Mounting a kart seat is often simply looked at as driver comfort. Even the most experienced of drivers can find fitting a new seat a daunting task. This is because it requires a reasonable amount of precision, and it is an important part of the kart for several reasons.
So how do you mount a kart seat? By following these 9 steps, you should have your go-kart’s seat installed within 15 minutes:
- Have your kart stood on a trolley
- Put your seat on the beams
- Measure from the front of the seat to the front carriage
- Mark the spots where you are going to drill
- Drill the holes
- Bolt the seat into the side mounts
- Fasten the bottom part of the seat
- Mark and drill spots for the bottom seat mounts
- Bolt the bottom of your seat into the chassis mounts
However, you should know that there are some very important factors to consider when mounting your kart seat. Your seat plays a much bigger role on your kart than just your comfort. In this article, I will explain why that is, and what options you have to customize it to your driving style.
Why Is Your Kart Seat So Important?
Many drivers set their seat according to their own comfort levels in the kart. However, your kart seat is such a crucial part of your kart’s chassis and overall handling ability. This is because your seat will become the heaviest weight (the driver) on the kart. Therefore, it is the single most influential factor when it comes to the center of gravity affecting your kart.
The seating position has a huge effect on the setup of the kart. Therefore, seating can be used as an effective setup technique when trying to find the right balance for your kart. You are changing how your weight is distributed to each of the four tires.
Having your seat in the correct position will significantly help you. Your kart will be well balanced, and you will be able to feel your adjustments better when it comes to actual chassis set up. Having your seat in the incorrect position could mean that your kart is not responding to your setup changes as you would expect, making it both confusing and frustrating for you.

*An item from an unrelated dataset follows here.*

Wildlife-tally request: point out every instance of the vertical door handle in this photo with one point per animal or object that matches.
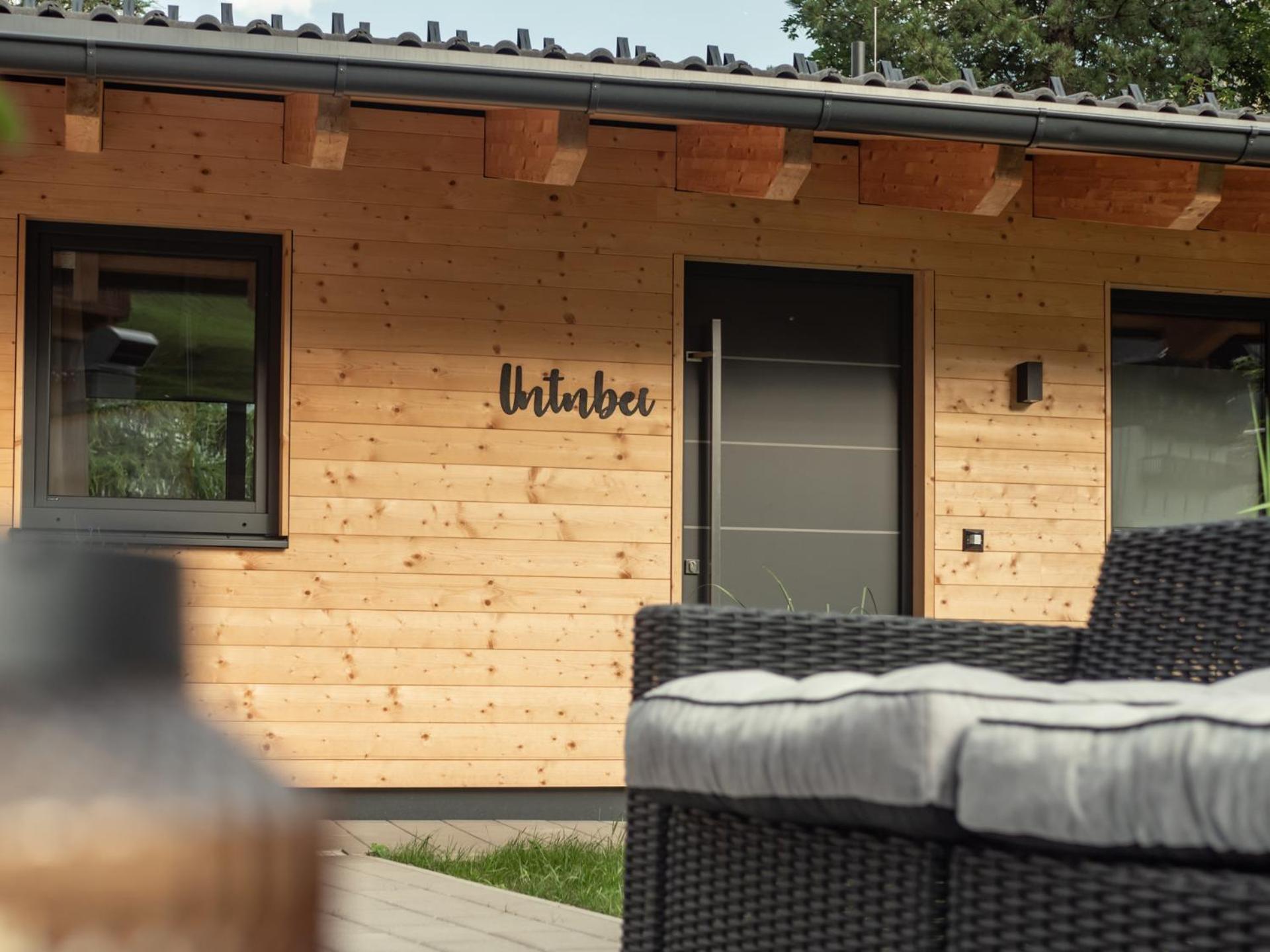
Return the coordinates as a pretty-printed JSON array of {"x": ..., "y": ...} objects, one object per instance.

This means that you might need a completely different setup to your usual to get your kart balanced. From there, every adjustment you make to your chassis will have an unpredictable effect. Many drivers struggle to correct their oversteer or understeer balance by using hundreds of different variables, but often it is simply the seat being out of position.
What Position Should My Kart Seat Be In?
A good place to start is the standard factory setting. These recommended seating positions will be designed to get the weight of the driver in the correct spot on the kart. Of course, everyone has a different weight and height, so you can begin with the base setting and test from there. I will give more details on how you should adjust your seat further into the article.
Another factor to consider is which class of kart you are running. If you have a kart with a lot of power and need more traction and rear grip, you need to increase the weight over the rear tires by moving the seat further back. If you are running a kart with less horsepower, you want to keep your weight distribution more forward to not weigh down the rear tires too much.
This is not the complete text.